VMware ESX/vSphere – How to Safely Kill an Unresponsive Virtual Machine (VM)

I was helping a customer with their VMware environment which was unresponsive and we needed to shutdown all virtual machines. The typical methods (using vSphere Client, RDP, etc) were all unresponsive as the VM itself was hanging.

I found a very helpful article on how to safely kill an unresponsive virtual machine, which worked quite well. It also kills the VM so that there is no corruption (on the VMware side). Here’s the link to the source article: http://sysadminhell.blogspot.com/2008/03/couple-of-vmware-issues.html

Here’s how you do it:
1. SSH into the ESX server that is currently running the affected VM (or you can use the console).
2. At the cmd prompt enter: cat /proc/vmware/vm/*/names

This lists the running VM’s on the host server you are logged on to.

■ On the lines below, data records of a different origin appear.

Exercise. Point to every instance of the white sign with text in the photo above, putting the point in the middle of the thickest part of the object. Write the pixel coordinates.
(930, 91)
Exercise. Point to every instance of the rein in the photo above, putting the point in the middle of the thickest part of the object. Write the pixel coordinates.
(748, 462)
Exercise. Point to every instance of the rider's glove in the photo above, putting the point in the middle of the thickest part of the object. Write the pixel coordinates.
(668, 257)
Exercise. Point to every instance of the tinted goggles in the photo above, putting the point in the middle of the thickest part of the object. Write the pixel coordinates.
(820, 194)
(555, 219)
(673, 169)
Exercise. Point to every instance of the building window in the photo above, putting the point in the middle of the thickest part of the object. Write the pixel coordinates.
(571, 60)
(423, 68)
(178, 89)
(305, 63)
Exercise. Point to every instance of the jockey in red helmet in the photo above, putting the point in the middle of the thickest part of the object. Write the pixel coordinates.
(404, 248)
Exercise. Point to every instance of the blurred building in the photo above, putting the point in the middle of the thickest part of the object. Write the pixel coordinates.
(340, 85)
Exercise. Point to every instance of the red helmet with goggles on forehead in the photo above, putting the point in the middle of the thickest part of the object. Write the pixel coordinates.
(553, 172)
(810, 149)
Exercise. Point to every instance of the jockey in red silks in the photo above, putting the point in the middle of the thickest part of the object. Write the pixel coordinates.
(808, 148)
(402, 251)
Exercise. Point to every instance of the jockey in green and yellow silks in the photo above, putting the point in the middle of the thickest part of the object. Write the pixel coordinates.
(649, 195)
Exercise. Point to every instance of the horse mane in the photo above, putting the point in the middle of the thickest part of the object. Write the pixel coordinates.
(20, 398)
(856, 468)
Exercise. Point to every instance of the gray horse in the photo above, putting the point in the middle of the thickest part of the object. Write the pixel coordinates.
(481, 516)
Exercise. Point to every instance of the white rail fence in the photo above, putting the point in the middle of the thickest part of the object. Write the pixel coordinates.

Look for the vmid=##

vmid=1069 pid=-1 cfgFile=”/vmfs/volumes/45…/server1/server1.vmx”
uuid=”50…” displayName=”server1″
vmid=1107 pid=-1 cfgFile=”/vmfs/volumes/45…/server2/server2.vmx”
uuid=”50…” displayName=”server2″
vmid=1149 pid=-1 cfgFile=”/vmfs/volumes/45…/server3/server3.vmx”
uuid=”50…” displayName=”server3″
vmid=1156 pid=-1 cfgFile=”/vmfs/volumes/45…/server4/server4.vmx”
uuid=”50…” displayName=”server4″

3. At the cmd prompt enter: less -S /proc/vmware/vm/1149/cpu/status

It will now clear the console screen and show a bunch of numbers and stats. Hit the right arrow key until you see the section about group. Example:

group
vm.1058

With this ID number you can safely kill the VM without corrupting it.

4. At the cmd prompt enter: /usr/lib/vmware/bin/vmkload_app -k 9 1058

(Then number 1058 in the command is an example; your VM’s group number goes here.)

5. If you see “Warning: Apr 20 16:22:22.710: Sending signal ‘9’ to world 1058.” this means your VM has been closed successfully. You can now start your VM back up and run it.